For the second straight weekday, MTA riders' evening commute were delayed thanks to a tech problem with the transit authority.
Due to a switch malfunction caused by heat, multiple subway lines were either suspended or faced long delays. Commuters going between Manhattan and Brooklyn were hit the worst, with some lines completely stopping all service between the boroughs.
The MTA told commuters to expect mass transit disruptions on the 2, 3, 4 and 5 lines just after 5:30 p.m. Monday. Additionally, the 2 train service was suspended between Franklin Ave and Flatbush Ave - Brooklyn College, Brooklyn. Service on the 5 train was suspended entirely in Brooklyn for a period of time.
"We apologize for these service disruptions tonight, but please know that we're working as hard as we can to keep service moving and get you home as quickly as possible," the MTA said via its NYCT Subway account Monday evening.
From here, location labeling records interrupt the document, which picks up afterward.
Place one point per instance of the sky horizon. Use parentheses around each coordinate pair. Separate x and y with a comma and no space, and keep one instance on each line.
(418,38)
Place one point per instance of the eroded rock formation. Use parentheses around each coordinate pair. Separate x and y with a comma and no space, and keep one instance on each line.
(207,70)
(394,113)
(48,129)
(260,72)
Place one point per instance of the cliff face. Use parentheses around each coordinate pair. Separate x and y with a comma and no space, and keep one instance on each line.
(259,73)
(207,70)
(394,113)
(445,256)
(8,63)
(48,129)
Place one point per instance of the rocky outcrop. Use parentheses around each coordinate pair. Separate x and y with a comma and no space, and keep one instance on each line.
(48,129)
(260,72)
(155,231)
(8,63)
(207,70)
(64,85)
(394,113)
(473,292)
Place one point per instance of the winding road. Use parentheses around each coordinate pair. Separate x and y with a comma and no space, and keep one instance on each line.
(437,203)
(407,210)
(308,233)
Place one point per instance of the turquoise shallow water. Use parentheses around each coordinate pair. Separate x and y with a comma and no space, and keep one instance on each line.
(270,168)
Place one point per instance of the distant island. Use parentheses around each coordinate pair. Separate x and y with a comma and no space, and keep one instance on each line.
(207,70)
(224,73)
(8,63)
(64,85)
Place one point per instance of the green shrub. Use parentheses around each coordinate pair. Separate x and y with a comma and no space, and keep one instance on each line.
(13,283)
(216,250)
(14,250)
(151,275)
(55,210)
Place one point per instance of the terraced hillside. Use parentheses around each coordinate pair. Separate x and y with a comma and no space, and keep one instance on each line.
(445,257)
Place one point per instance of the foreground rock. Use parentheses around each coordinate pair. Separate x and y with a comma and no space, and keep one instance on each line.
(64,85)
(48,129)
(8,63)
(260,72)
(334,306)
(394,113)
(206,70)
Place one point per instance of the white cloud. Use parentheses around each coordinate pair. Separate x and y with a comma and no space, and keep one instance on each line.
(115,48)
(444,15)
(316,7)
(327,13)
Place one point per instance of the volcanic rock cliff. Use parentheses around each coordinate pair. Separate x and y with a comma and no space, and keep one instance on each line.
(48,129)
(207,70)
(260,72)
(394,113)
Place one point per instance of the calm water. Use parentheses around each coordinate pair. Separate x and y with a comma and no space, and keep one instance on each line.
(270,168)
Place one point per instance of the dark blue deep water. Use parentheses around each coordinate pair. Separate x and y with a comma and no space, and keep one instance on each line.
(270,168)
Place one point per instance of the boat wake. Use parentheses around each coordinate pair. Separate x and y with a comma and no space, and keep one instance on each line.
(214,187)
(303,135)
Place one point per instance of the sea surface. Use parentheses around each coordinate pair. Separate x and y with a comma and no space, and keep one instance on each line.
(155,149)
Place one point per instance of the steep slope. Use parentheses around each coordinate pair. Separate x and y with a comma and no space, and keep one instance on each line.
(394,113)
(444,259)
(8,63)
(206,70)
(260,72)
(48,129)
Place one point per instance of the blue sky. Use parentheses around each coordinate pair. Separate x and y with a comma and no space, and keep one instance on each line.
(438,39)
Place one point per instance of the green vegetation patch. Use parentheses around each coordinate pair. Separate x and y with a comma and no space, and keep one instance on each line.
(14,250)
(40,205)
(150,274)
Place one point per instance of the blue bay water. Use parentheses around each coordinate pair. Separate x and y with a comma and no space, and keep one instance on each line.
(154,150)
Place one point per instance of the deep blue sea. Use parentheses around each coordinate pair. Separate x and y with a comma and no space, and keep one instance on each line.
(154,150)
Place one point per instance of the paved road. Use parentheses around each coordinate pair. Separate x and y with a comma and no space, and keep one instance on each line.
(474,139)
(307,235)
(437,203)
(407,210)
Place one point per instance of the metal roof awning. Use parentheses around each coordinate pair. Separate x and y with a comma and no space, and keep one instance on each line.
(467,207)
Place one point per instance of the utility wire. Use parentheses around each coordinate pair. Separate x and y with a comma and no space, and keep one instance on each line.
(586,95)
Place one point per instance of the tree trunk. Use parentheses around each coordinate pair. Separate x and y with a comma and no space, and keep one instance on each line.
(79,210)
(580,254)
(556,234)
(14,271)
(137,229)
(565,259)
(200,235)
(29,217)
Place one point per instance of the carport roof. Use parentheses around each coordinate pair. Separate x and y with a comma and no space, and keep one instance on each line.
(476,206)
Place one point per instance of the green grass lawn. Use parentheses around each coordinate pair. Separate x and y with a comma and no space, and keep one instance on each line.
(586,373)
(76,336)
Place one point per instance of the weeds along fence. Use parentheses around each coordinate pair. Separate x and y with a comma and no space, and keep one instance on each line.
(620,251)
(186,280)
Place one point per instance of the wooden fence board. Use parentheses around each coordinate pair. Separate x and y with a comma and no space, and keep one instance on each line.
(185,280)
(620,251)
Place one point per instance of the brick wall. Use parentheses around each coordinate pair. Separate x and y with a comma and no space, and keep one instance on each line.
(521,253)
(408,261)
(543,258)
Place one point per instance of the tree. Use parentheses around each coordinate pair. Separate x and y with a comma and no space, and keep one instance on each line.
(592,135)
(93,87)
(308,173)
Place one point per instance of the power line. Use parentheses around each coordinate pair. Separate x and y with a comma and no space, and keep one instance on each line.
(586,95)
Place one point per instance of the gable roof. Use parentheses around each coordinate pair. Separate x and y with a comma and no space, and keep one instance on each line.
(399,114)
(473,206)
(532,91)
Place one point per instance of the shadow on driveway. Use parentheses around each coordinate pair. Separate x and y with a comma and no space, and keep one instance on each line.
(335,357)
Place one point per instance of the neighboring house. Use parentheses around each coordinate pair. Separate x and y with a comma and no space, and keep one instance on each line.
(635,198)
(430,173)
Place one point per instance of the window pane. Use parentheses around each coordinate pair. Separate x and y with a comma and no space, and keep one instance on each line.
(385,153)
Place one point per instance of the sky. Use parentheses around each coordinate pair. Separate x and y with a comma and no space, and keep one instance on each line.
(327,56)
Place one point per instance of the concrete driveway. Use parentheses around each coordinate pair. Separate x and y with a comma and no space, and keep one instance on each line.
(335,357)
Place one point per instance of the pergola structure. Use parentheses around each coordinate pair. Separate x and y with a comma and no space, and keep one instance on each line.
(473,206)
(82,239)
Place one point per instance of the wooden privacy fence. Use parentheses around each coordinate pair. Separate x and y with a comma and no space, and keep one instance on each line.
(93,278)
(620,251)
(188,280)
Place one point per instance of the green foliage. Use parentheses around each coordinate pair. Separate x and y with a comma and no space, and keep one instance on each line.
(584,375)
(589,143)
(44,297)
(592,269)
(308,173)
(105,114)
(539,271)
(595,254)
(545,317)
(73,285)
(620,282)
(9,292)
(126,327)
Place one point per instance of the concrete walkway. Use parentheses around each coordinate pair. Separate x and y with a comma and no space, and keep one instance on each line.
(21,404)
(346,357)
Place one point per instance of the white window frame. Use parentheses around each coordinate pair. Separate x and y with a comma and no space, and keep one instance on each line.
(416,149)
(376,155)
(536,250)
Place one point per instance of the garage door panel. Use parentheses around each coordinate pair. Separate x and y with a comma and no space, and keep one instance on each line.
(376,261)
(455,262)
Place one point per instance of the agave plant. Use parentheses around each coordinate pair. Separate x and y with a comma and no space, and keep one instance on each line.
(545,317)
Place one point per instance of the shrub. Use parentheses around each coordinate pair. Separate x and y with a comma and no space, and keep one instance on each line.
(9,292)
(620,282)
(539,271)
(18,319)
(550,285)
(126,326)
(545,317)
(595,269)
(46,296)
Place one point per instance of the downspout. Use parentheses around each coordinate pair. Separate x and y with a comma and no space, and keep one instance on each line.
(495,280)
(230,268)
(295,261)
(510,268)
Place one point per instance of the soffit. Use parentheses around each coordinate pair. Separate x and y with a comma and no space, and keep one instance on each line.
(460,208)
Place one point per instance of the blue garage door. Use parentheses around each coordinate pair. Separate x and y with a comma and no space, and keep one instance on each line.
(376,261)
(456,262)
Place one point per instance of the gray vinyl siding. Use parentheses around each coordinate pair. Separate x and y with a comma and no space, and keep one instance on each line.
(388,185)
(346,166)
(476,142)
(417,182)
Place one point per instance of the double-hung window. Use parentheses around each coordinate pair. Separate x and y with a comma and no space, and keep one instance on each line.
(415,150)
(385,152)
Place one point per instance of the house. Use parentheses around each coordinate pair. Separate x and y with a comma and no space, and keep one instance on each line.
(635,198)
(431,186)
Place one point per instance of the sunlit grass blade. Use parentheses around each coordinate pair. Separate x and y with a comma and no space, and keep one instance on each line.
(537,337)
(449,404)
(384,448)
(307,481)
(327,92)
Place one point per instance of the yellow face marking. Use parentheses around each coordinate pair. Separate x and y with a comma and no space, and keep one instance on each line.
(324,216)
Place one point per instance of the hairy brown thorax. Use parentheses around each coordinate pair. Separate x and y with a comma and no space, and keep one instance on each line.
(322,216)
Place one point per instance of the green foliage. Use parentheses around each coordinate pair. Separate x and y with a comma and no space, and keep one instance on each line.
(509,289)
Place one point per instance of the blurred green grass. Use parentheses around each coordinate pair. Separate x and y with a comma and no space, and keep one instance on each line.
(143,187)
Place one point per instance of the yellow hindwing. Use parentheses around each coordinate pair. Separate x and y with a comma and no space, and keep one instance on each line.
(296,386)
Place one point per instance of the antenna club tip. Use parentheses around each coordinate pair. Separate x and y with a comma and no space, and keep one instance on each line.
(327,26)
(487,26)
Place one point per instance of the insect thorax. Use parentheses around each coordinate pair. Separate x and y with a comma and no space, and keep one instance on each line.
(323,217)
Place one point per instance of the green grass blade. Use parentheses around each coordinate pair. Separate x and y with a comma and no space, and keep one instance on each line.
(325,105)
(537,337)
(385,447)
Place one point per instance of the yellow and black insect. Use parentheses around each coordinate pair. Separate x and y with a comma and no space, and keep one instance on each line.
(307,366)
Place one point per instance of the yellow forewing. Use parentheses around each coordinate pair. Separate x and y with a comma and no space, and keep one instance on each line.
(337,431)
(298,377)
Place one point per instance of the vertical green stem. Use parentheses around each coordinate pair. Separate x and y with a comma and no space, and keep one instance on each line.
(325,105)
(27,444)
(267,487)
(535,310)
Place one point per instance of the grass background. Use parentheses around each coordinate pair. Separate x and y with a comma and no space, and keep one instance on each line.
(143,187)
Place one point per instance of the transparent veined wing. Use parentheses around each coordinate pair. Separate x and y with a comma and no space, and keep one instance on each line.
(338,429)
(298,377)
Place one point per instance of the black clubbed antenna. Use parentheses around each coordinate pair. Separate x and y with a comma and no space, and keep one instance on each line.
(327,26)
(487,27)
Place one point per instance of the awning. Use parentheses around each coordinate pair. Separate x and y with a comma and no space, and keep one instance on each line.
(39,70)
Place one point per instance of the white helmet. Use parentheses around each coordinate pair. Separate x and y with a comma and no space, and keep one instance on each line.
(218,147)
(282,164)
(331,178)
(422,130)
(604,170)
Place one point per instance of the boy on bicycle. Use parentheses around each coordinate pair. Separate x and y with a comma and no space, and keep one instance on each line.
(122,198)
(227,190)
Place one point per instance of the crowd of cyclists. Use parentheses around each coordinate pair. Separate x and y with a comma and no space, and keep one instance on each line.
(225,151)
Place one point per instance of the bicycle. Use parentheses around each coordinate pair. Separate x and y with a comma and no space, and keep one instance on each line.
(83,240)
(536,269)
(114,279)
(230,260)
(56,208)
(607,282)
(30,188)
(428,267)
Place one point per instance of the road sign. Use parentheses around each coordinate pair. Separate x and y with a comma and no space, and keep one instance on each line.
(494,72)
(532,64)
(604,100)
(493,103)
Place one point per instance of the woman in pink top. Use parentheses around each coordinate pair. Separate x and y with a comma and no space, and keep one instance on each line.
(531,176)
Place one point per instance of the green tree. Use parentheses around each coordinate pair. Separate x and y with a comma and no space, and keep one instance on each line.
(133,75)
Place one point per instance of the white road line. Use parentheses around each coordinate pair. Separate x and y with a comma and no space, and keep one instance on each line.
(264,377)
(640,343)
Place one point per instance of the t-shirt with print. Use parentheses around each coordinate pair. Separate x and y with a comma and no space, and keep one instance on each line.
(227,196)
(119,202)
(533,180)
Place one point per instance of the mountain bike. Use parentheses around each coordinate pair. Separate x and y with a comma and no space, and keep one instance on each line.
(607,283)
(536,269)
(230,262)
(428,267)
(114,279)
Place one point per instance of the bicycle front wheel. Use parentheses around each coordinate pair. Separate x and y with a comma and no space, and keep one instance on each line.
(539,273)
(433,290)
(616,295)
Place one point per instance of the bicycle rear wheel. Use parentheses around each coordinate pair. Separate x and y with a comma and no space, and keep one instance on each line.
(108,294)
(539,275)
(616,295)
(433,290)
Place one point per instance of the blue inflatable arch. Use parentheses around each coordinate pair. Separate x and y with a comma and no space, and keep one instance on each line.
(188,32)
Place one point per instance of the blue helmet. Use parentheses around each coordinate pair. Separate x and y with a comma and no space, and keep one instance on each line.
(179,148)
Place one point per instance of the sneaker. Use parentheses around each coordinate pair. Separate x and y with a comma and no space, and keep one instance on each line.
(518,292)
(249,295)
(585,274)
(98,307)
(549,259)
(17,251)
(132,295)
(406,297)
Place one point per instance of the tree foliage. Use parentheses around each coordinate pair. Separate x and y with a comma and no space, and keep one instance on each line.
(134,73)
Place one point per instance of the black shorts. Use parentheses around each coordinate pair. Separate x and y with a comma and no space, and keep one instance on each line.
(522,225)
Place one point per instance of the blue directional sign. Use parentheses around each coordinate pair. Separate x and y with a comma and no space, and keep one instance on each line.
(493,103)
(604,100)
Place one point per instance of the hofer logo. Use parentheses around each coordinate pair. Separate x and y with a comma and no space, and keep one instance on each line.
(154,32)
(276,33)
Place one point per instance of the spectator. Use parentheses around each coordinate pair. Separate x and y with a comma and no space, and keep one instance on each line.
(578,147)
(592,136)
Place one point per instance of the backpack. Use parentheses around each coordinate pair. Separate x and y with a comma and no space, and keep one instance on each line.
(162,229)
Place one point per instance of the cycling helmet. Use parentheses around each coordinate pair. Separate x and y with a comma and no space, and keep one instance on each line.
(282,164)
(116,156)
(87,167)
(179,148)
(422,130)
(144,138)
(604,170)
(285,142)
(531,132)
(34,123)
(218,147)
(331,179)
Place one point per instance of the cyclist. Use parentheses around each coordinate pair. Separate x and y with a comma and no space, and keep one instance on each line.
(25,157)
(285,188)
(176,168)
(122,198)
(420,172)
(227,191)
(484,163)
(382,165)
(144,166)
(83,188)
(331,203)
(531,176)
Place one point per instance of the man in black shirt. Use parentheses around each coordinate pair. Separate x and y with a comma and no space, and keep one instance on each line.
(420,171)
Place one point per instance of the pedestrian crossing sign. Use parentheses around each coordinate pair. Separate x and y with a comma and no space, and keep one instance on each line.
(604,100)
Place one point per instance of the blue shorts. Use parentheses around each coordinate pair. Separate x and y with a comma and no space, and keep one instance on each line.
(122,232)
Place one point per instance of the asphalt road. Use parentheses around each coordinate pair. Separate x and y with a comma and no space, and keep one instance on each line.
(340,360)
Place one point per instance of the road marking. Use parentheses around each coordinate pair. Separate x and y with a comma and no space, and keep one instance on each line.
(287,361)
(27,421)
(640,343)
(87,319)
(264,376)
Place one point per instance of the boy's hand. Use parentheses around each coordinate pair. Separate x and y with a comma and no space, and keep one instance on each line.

While riders on those lines waited for that to be fixed, the 7 line faced delays after a train had a mechanical problem and the F train was halted in both directions in southern Brooklyn toward Coney Island. The F train switch problem that led to the service suspension was resolved under an hour later, and the 7 train problem was quickly addressed as well.
As for the problems impacting the 2, 3, 4 and 5 lines, the MTA said that regular service had been restored on all the lines by 10 p.m. after they made temporary repairs to the malfunctioning switch.
Customers however were not happy that their rides home were delayed for so long. Many of those were forced out from the subways to wait for buses — and got soaked as a result while two different rounds of storms swept through the city the evening commute.
But those who thought the subway troubles were over had another thing coming, as southbound E, F, M and R trains all faced extensive delays due to signal problems near 65th Street starting just before 10 p.m.. Not long after, none of those train lines were running at all in Queens due to an AC power failure that affected signals.
As those lines were down, LIRR cross-honored MetroCard holders at no additional charge at Jamaica, Kew Gardens, Forest Hills and Penn Station.
The trains finally started running again after 11 p.m., but the MTA warned the lines still were dealing with extensive delays going into the overnight hours.
The delays on the subways come after Friday's debacle that shut down nearly a third of the city's lines while all the lines were suspended for more than an hour, and forced riders to wait on blazing hot platforms inside stations.
On other commuting fronts, LIRR and Metro North both faced delays due to the powerful storms that hit the entire tri-state area. Riders there faced delays of up to an hour after limbs fell on the tracks.